If the switches turn out to play a role in the obesity in humans, the information could help doctors identify those at risk for developing obesity and metabolic disease early and tailor a lifestyle that prevents it. Another possible application — if the switches are proven to play an important role in human obesity — would be to learn how the switches work in people, and then develop therapeutics that counteract effects, Gregg said.
Gregg’s lab is now pursuing those questions, and based on what they discover, could later move on to clinical research.
“We’re really excited about it. And the people in the lab are really excited about it, there’s people that want to come to the University of Utah to work on this,” he explained.
Though the genome sequencing technology that made the research possible has been available within the past 10 years or so, Gregg said it’s become more affordable in the past few years. That has allowed for the availability of more and more genomes to be shared worldwide.

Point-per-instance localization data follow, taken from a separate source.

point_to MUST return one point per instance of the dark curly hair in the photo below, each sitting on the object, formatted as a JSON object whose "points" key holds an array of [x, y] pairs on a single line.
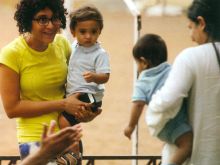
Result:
{"points": [[27, 9], [86, 13]]}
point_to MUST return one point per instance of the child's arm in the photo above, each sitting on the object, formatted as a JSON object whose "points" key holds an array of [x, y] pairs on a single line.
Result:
{"points": [[136, 110], [98, 78]]}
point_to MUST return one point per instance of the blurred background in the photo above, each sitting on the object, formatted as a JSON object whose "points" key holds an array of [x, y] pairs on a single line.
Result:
{"points": [[104, 135]]}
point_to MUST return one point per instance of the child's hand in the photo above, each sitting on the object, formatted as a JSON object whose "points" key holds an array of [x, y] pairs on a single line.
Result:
{"points": [[128, 131], [89, 76]]}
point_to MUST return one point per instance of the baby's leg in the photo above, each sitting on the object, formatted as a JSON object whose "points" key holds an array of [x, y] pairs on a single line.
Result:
{"points": [[184, 148], [72, 157]]}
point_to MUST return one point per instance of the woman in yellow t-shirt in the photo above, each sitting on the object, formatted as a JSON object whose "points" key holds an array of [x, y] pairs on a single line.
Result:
{"points": [[33, 71]]}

This new study wouldn’t have been possible before 2016, he said, because there wasn’t enough information up until that point.
“We’re continuing, as a community, to sequence the genomes of other species, tens of thousands of species all around the globe. And then researchers share that information, they share the sequence information with each other, and we’re able to do studies on that shared genome data,” he said.
The study built upon a previous U. study that looked at animals that had developed “biomedical superpowers,” including elephants, which evolved the ability to evade cancer, and dolphins that evolved ways to avoid blood clots.